# conflicting answers between spin up 4-48 and NCEES Power 125



## pepower2012 (Oct 24, 2012)

for 4-48 in spin up

Gen A has 3MVA 3%

Gen B has 4MVA 2%

A&amp;B synchronized and operating in parallel, What is the total load of the set up without overload any Gen?

The answer was 3M * 2%= 6, which is half of 4MVA *3, then we can assume that Gen A has the half of load capacity of Gen B, there for 4 + 4/2 = 6MVA

Then for NCEES 125

Transformer 1: 1MVA, 4.5%

Transformer 2: 2MVA, 6%

What is the total load that can be served without overload either transformer?

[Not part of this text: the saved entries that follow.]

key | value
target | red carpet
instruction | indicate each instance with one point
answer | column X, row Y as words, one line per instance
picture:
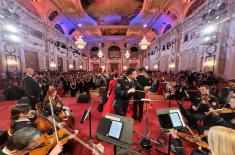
column 78, row 110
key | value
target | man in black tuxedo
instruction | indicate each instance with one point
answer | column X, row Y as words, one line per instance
column 124, row 90
column 142, row 84
column 32, row 88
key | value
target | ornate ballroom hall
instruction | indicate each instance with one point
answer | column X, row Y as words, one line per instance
column 128, row 61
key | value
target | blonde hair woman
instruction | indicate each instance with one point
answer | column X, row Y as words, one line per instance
column 221, row 140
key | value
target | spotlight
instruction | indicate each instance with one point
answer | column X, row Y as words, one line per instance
column 207, row 39
column 11, row 28
column 79, row 25
column 209, row 29
column 13, row 38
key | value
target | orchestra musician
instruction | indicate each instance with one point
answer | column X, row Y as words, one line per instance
column 102, row 83
column 20, row 116
column 143, row 84
column 221, row 141
column 124, row 90
column 32, row 88
column 202, row 104
column 62, row 112
column 24, row 140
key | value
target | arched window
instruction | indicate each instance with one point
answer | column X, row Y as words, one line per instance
column 194, row 7
column 134, row 52
column 168, row 27
column 114, row 52
column 59, row 28
column 53, row 15
column 94, row 52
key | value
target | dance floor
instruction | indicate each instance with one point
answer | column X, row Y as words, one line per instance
column 78, row 110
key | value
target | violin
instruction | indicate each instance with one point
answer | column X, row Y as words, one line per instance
column 65, row 115
column 222, row 111
column 47, row 142
column 206, row 98
column 194, row 140
column 42, row 123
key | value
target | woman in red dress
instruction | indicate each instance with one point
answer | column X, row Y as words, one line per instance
column 108, row 107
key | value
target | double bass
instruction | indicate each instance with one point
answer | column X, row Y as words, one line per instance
column 65, row 115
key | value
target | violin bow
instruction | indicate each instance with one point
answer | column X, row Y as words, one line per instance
column 53, row 120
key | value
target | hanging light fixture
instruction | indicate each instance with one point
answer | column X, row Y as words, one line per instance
column 100, row 54
column 80, row 43
column 144, row 43
column 127, row 54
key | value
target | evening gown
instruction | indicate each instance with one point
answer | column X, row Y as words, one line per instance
column 108, row 107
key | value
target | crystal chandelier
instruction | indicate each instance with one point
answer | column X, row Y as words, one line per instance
column 144, row 43
column 127, row 54
column 100, row 54
column 80, row 43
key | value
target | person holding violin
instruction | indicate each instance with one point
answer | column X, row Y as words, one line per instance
column 202, row 104
column 21, row 116
column 24, row 140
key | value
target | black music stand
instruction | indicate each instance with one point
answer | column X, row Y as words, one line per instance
column 145, row 141
column 125, row 139
column 84, row 116
column 166, row 124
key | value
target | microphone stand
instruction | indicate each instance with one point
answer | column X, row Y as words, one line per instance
column 85, row 114
column 53, row 120
column 145, row 141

The answer was using PU method and it came out to be 2500. I had problem understand why. And the more important note was that this two methods can't be used on each other. So if you use the PU method for 4-48, you will get 9MV, not 6MVA. And if you use Spin up method for the 125, it doesn't work either! Am I missing something here?


----------



## Lielec11 (Oct 24, 2012)

I think the spin up method works for the NCEES problem....

1mva x .06 = .06

2mva x .045 = .09

Which means transformer 2 can handle 1.5 the load of transformer 2...

1mva + (1.5x1mva) = 2.5mva

Just realized question 125 is kva, but you get the picture.


----------



## pepower2012 (Oct 24, 2012)

Ok, I see. But what about using the PU method on the spin up?


----------



## Silkworm (Oct 24, 2012)

NCEES method works for me on both problems. Show us your working....


----------



## Lielec11 (Oct 25, 2012)

pepower2012 said:


> Ok, I see. But what about using the PU method on the spin up?


I'm not sure I don't use the pu method, I try and stick to the MVA method


----------



## pepower2012 (Oct 25, 2012)

Thanks for trying to help.

I might just gonna stay with MVA method on this particular type of problems for tomorrow. I'm afraid my head my explode otherwise.


----------



## Wael (Dec 24, 2012)

Guys,

I still can't get irt 100%. Why assumption keeps changing&gt;???

For EX:

for 4-48 in spin up

Gen A has 3MVA 3%

Gen B has 4MVA 2%

SB=2SA

then taking 4 MVa + 4/2 = 6.

As for NCEES, if we follow th exact meathod as above:

Then for NCEES 125

Transformer 1: 1MVA, 4.5%

Transformer 2: 2MVA, 6%

S2=1.5SA

if we take S2 = 2MVA + (2MVA/1.5) = 3.33 MVA not 1.25MVA.

besides, why in the solution for Spin up he assumes the total MVload is 6MVA when applying the formula of: [(MVA1/Z1)/ (MVA1/z1)+(MVA2/Z2)] * MVAload??

this is really confusing me. Please help


----------